7 Fast Ways to Raise Your Credit Score

Get your sagging score into shape this spring by putting these strategies to work.


Like it or not, your credit score dictates everything from whether you’re approved for a credit card to what rate you’re offered on a mortgage.

If you’re among the 56 percent of Americans with a subprime credit score, it’s time to give that baby a boost. Here are seven of the fastest ways to increase your credit score.

1. Clean up your credit report

Before you do anything else, go to AnnualCreditReport.com and request a free credit report from each of the big three credit reporting companies:

  • TransUnion
  • Experian
  • Equifax

By law, you’re entitled to one free report each year, no matter what. When you request them, be ready to print or save them to your computer.

Once you have the reports, examine everything. In particular, look for any accounts that show late payments or unpaid bills. If that information is inaccurate, the report should tell you where to send a dispute.

Keeping a clean credit report isn’t only important for your credit score; it can also make or break your job prospects. Employers can and do pull credit reports before making hiring decisions.

2. Pay down your balance

According to myFICO, the company that calculates one of the most widely used credit scores, 30 percent of your score is based on the amount you owe.

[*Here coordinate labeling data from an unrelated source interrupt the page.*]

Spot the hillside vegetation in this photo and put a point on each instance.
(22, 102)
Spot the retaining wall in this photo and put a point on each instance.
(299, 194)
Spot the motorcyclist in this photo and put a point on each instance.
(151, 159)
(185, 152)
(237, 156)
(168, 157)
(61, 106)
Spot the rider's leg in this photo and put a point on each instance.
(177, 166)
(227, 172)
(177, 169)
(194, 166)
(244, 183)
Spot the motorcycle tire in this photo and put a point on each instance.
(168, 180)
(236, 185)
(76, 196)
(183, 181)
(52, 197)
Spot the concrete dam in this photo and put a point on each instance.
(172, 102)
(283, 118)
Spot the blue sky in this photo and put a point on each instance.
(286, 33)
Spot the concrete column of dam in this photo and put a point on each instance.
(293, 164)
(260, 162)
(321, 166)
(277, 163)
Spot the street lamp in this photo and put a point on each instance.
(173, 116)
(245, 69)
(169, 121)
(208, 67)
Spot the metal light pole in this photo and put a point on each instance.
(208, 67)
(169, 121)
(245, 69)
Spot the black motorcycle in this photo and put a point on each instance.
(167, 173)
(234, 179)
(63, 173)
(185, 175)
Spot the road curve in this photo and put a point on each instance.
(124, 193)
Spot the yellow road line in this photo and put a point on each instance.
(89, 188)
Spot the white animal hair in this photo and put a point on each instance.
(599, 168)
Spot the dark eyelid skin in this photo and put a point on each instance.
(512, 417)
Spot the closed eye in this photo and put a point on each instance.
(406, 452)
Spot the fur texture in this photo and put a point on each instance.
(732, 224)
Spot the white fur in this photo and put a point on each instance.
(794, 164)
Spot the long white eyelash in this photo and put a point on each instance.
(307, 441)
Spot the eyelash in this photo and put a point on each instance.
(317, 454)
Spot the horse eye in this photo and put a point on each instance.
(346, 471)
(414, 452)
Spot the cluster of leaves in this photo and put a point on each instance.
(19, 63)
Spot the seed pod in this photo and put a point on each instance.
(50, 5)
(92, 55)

However, it’s not simply how much you owe that’s important. It’s how much you owe compared with how much credit you have, a ratio known as your credit utilization. For example, if you have a $10,000 credit limit and a $5,000 balance, your credit utilization is 50 percent. If you’ve maxed out that $10,000 limit, your utilization is 100 percent.

There are many theories on what is the best credit utilization level, but on its website, Experian suggests it’s best to have a rate of no more than 30 percent. In other words, you should never have more than $3,000 charged at any time if you have a $10,000 limit.

If you’re above that amount, paying down your balances is a quick way to boost your score. Live lean for a few months, hold a garage sale or pick up a temporary second job to find the cash needed to drop your credit card balances.

3. Pay twice a month

You might think you’re doing great because you pay off your card every month, even if it’s maxed out. The problem is that your creditors are only reporting balances to the credit bureaus once a month. If you run up a big balance each month, it could look like you’re overusing your credit.

For example, assume you have a credit card with a $1,000 limit. It’s a rewards card, so you use it for everything. In fact, every month, you hit your limit. The statement arrives, you owe $1,000, and you send in a check to pay it off. The problem is the credit card company is likely reporting the statement balance each month. So it looks like you have a $1,000 limit and a $1,000 balance. That’s a 100 percent credit utilization rate, and not a good thing as far as your score is concerned.

You can help alleviate the problem by breaking up your credit card payments. Go ahead and charge everything to get the rewards, but send in payments at least twice a month to keep your running balance lower. In addition, if you make a large purchase on your card and have the cash handy, pay it off immediately.

4. Increase your credit limit

Maybe you’re not in a position to pay down your balances. You could take a different approach to improving your credit utilization rate: Call your creditor and ask for a credit limit increase.

If you’ve maxed out your $1,000 card and get a limit increase to $2,000, you’ve instantly cut your credit utilization rate in half. The key is to not spend any of your new credit. It defeats the purpose of getting a limit increase if you immediately charge the card up to $2,000.